If you’re going to develop systems for Android, it’s good to have some familiarity with the platform and its history, if only to give you perspective on how and why the framework is designed the way it is.

• 2003: The platform was originally founded by a start-up “Android Inc.” which aimed to build a mobile OS operating system (similar to what Nokia’s Symbian was doing at the time)

• 2005: Android was acquired by Google, who was looking to get into mobile

• 2007: Google announces the Open Handset Alliance, a group of tech companies working together to develop “open standards” for mobile platforms. Members included phone manufacturers like HTC, Samsung, and Sony; mobile carriers like T-Mobile, Sprint, and NTT DoCoMo; hardware manufacturers like Broadcom and Nvidia; and others. The Open Handset Alliance now (2017) includes 86 companies.

  • Note this is the same year the first iPhone came out!

• 2008: First Android device is released: the HTC Dream (a.k.a. T-Mobile G1)

  Specs: 528Mhz ARM chip; 256MB memory; 320x480 resolution capacitive touch; slide-out keyboard! Author’s opinion: a fun little device.

• 2010: First Nexus device is released: the Nexus One. These are Google-developed “flagship” devices, intended to show off the capabilities of the platform.

  Specs: 1Ghz Scorpion; 512MB memory; .37" at 480x800 AMOLED capacitive touch.

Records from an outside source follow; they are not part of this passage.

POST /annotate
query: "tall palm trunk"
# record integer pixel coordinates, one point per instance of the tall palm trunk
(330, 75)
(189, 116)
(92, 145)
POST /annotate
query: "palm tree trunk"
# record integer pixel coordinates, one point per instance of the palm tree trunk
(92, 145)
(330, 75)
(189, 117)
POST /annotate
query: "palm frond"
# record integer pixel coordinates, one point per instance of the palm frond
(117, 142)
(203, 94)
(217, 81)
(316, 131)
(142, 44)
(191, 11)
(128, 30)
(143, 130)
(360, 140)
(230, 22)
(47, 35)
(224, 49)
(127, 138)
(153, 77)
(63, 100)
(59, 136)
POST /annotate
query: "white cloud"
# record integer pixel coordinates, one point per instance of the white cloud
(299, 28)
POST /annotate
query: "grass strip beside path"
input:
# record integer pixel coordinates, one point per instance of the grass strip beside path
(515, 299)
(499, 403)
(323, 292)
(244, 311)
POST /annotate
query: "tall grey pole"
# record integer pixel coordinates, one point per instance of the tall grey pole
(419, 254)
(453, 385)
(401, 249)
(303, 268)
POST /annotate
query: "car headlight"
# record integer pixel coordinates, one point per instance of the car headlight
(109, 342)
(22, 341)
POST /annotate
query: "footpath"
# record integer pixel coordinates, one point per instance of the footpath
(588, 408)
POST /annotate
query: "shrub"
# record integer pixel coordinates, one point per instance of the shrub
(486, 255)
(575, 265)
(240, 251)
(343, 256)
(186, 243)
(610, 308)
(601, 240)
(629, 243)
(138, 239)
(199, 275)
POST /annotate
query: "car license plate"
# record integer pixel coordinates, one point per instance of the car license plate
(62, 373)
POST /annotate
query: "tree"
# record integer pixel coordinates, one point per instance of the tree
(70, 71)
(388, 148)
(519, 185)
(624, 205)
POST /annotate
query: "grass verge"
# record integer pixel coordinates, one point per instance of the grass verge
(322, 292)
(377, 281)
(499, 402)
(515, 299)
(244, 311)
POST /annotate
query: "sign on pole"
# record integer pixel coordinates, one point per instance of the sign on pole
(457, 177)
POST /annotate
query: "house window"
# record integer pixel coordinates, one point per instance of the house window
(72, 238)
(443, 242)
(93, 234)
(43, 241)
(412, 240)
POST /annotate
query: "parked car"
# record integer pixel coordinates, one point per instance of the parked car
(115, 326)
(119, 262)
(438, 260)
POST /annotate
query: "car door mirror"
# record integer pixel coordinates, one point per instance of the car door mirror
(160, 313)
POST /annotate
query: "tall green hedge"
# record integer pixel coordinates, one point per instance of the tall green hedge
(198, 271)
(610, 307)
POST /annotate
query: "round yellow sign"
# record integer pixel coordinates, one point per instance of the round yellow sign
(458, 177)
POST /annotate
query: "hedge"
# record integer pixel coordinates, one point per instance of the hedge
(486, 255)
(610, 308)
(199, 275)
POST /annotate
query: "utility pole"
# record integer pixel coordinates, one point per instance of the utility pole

  • For comparison, the iPhone 7 Plus (2016) has: 2.34Ghz dual core A10 64bit Fusion; 3GB RAM; 5.5" at 1920x1080 display.

  As of 2016, this program has been superceded by the Pixel range of devices.

• 2014: Android Wear, a version of Android for wearable devices (watches) is announced.

• 2016: Daydream, a virtual reality (VR) platform for Android is announced

In short, Google keeps pushing the platform wider so it includes more and more capabilities.

Today, Android is incredibly popular (to put it mildly). Android is incredibly popular! (see e.g., here, here, and here)

• In any of these analyses there are some questions about what exactly is counted… but what we care about is that there are a lot of Android devices out there! And more than that: there are a lot of different devices!

1.1.1 Android Versions

Android has gone through a large number of “versions” since it’s release:

Date	Version	Nickname	API Level
Sep 2008	1.0	Android	1
Apr 2009	1.5	Cupcake	3
Sep 2009	1.6	Donut	4
Oct 2009	2.0	Eclair	5
May 2010	2.2	Froyo	8
Dec 2010	2.3	Gingerbread	9
Feb 2011	3.0	Honeycomb	11
Oct 2011	4.0	Ice Cream Sandwich	14
July 2012	4.1	Jelly Bean	16
Oct 2013	4.4	KitKat	19
Nov 2014	5.0	Lollipop	21
Oct 2015	6.0	Marshmallow	23
Aug 2016	7.0	Nougat	24
Mar 2017	O preview	Android O Developer Preview

Each different “version” is nicknamed after a dessert, in alphabetica order. But as developers, what we care about is the API Level, which indicates what different programming interfaces (classes and methods) are available to use.

• You can check out an interactive version of the history through Marshmallow at https://www.android.com/history/
• For current usage breakdown, see https://developer.android.com/about/dashboards/

Additionally, Android is an “open source” project released through the “Android Open Source Project”, or ASOP. You can find the latest version of the operating system code at https://source.android.com/; it is very worthwhile to actually dig around in the source code sometimes!

While new versions are released fairly often, this doesn’t mean that all or even many devices update to the latest version. Instead, users get updated phones historically by purchasing new devices (every 18m on average in US). Beyond that, updates—including security updates—have to come through the mobile carriers, meaning that most devices are never updated beyond the version that they are purchases with.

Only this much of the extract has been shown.